The problem is, I’m having trouble even buying my first house. Part of it is because the market here in Calgary (Canada) is crazy expensive ($450k for a single detached home in a good area) and part of it is lack of experience and fear (should I put the 20% down, should I wait it out?).
Right now, real estate seems like a pipe dream for awhile where I live.
ESI says
Yes, living in an expensive market is tough. It requires a whole different level of planning and execution.
Brian says
My problem is the same as Jaymee indicated. I live in Los Angeles County and right now the homes in my area are basically $550K and up for a single detached home in a decent area. Then add another $600 per month for property taxes! Maybe I’m nuts but I don’t get how the math on that is giving value to the buyer or workable for the average middle class couple or family. Many of my local homeowner friends indicate that if they were a first time home buyer now there is no way they could do it.
ESI says
Cost of living is a KILLER in some locations and can really negatively impact your net worth. Check this out:
https://esimoney.com/where-you-live-has-a-big-impact-on-your-net-worth/
so says
Selling 20 houses in retirement sounds like a giant undertaking. Eventually you have to get liquid.
ESI says
Unless you have 20 homes by the time you’re 50 and those generate enough for you to retire (like my 14 units are doing for me).

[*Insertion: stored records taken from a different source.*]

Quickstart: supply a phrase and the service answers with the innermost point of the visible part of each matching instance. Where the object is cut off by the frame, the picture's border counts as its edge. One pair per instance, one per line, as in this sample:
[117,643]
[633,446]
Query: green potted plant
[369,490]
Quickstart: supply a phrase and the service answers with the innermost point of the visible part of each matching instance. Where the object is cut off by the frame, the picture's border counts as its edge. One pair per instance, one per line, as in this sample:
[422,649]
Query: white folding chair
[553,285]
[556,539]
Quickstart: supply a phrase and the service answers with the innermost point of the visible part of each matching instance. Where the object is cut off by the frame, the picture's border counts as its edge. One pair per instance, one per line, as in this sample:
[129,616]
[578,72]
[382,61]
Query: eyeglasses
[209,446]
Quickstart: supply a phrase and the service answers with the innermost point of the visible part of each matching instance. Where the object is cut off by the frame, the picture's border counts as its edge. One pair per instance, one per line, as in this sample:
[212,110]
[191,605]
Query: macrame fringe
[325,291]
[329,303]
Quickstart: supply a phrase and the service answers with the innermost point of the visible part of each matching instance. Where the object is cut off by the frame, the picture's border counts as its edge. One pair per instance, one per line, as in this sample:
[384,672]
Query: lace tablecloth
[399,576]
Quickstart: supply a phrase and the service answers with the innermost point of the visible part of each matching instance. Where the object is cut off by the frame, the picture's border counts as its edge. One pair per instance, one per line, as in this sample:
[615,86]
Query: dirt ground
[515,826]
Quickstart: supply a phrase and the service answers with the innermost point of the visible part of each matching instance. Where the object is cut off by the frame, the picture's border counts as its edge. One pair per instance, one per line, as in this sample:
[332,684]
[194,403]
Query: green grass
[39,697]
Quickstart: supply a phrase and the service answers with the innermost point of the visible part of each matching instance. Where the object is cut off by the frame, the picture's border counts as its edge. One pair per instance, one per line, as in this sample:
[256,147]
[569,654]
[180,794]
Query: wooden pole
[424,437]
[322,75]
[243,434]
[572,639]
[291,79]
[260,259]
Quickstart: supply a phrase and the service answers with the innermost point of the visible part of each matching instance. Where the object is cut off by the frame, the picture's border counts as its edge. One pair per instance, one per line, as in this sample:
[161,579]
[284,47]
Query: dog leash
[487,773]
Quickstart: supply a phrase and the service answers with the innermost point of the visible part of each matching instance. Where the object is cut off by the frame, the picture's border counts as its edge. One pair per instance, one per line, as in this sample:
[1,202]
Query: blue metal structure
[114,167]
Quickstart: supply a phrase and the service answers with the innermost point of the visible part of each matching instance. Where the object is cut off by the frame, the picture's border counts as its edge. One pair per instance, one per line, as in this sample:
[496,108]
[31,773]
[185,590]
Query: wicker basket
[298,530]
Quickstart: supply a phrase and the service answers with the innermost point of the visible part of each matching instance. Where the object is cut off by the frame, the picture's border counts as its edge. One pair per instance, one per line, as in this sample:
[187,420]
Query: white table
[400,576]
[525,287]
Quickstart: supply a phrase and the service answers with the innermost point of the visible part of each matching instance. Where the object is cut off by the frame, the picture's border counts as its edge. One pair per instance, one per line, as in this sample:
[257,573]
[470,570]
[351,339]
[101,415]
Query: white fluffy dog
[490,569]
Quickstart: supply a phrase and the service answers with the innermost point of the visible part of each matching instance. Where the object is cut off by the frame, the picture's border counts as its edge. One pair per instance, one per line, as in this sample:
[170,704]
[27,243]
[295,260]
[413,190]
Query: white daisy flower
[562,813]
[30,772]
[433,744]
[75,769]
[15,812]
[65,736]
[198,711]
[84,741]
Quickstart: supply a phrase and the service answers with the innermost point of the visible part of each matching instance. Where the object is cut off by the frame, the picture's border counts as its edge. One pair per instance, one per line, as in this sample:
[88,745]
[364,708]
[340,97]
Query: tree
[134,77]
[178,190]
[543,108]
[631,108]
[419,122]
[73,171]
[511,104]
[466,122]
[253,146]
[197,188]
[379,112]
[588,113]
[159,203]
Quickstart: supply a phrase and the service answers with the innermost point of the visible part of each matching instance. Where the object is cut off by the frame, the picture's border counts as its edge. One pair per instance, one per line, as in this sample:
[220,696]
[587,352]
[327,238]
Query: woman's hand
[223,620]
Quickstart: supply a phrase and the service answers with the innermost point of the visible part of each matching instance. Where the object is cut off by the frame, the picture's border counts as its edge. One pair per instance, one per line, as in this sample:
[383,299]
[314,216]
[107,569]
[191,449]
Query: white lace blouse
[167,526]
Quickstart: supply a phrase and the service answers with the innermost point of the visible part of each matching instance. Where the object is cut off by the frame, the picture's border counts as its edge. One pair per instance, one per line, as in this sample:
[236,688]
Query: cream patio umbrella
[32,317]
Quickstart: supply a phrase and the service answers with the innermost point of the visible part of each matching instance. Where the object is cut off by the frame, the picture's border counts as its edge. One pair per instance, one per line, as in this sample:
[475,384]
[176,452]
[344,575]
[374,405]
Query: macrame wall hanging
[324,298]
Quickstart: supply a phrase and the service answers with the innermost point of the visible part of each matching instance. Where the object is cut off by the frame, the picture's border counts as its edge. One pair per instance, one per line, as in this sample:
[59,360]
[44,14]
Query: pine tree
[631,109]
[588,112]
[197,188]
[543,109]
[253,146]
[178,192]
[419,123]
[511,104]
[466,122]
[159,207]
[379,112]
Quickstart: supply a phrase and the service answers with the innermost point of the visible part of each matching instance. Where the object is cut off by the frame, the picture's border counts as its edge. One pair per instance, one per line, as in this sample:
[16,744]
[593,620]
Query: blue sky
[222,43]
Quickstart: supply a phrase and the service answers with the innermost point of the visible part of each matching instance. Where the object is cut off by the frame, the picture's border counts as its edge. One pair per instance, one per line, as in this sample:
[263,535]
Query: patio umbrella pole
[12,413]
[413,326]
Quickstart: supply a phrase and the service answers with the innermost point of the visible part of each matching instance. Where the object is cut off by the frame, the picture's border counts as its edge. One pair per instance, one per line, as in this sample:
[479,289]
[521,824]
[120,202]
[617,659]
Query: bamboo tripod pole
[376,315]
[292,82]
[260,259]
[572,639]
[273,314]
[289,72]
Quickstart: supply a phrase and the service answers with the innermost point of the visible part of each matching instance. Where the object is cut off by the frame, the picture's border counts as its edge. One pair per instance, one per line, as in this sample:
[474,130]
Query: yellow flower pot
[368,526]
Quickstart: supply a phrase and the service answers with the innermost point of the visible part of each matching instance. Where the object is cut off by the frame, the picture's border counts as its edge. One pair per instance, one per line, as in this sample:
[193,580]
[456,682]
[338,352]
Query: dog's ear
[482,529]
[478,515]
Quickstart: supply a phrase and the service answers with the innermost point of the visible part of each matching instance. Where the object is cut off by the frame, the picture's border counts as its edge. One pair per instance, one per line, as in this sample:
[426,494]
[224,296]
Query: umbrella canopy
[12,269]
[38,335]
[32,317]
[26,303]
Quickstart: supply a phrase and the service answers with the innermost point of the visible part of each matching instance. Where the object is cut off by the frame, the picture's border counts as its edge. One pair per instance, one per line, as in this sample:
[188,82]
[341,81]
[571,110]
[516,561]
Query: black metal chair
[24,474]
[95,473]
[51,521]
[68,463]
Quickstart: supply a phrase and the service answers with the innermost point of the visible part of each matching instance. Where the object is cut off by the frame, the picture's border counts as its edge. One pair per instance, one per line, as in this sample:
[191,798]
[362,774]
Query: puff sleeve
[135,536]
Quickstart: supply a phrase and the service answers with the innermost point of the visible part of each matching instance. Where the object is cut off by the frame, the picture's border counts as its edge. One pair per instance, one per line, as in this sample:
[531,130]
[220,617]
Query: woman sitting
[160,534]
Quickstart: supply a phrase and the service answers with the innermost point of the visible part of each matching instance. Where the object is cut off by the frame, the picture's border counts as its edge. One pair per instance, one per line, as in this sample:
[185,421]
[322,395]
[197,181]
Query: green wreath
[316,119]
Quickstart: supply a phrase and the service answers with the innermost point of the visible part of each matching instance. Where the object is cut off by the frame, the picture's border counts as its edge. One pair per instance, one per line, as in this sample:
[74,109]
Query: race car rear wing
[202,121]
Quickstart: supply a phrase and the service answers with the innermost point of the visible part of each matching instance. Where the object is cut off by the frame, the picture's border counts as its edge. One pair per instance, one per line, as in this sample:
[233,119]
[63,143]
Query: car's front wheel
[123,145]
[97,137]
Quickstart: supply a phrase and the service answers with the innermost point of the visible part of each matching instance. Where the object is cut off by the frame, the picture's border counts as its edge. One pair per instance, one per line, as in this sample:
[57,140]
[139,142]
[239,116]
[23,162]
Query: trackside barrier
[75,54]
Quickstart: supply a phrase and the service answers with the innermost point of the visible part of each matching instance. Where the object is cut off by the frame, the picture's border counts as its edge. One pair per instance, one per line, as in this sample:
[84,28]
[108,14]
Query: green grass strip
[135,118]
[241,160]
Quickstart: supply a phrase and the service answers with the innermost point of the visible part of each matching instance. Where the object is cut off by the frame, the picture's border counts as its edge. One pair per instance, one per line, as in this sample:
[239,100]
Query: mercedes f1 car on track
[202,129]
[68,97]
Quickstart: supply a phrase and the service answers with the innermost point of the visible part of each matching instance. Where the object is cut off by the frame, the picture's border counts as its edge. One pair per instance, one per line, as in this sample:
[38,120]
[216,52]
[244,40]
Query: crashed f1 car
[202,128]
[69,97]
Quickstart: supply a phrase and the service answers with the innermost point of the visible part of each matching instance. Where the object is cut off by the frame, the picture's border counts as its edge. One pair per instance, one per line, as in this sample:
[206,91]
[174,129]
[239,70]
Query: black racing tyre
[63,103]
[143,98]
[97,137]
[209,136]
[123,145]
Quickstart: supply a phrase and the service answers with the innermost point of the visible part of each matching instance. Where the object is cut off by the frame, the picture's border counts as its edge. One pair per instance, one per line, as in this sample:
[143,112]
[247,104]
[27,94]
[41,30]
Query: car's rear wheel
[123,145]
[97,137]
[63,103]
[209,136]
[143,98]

Then you simply live on the income for 20+ years and pass the homes on to your heirs when you pass away and they can live on the income.
So says
Inheriting real estate or any other illiquid asset is low key a curse and a big administrative hassle unless you just have the trustee liquidate. No client of mine likes inheriting real property. Even managed it’s a pain.
So says
Yetisaurs comment is on point in this regard. It’s a hassle, and if you are passing 10 units in, say, OK, but your heirs live in NYC or (worse) abroad, it’s a curse.
ESI says
So where do your clients earn 10% income back on their investments?
Jef says
I mostly agree with this advice with the one caveat I’d put against it is that it really depends on what you want to achieve.. If fIRE is your goal than this is one part of an overall strategy that will get you there.. It then depends on where you live, how committed you are to the process etc
I suppose the factors I’ve mentioned above are relevant to anything in life however it’s a decent piece of advice if it fits for the person!
Cheers 🙂
Zach Wawrzyniak says
That’s really interesting because it’s the plan I’m following for my real estate investments, 20 properties over a 20 year Air Force career. I’m also using my VA mortgage benefit to take advantage of lower down payments and interest rates. The only difference is that I’m not trying to force one property each year, instead, I am trying to average one property each year for the duration of my Air Force career while ensuring each one makes sense as a real estate investment. So far I have 2 properties in 3 years, here’s to 18 more!
Jay says
It sort of worked for me. I bought 10 properties over the last 15 years. Today it’s worth $8.0 million. Some of the Properties have more than doubled. So my equity is close to $5.0 million. Hawaii real estate is very valuable. I try to buy the best location possible so easy to rent. I’m just a normal average working stiff like the next guy – my parents had no money to help me. I would say the single biggest difference between me and my friends is that I actually took action even though I was scared. I don’t just talk about it like most, I took action. I read books learned and just kept on pushing myself to keep on looking and buying. It is not easy but that’s why not many people do it. But in the end, the financial rewards are far beyond amazing.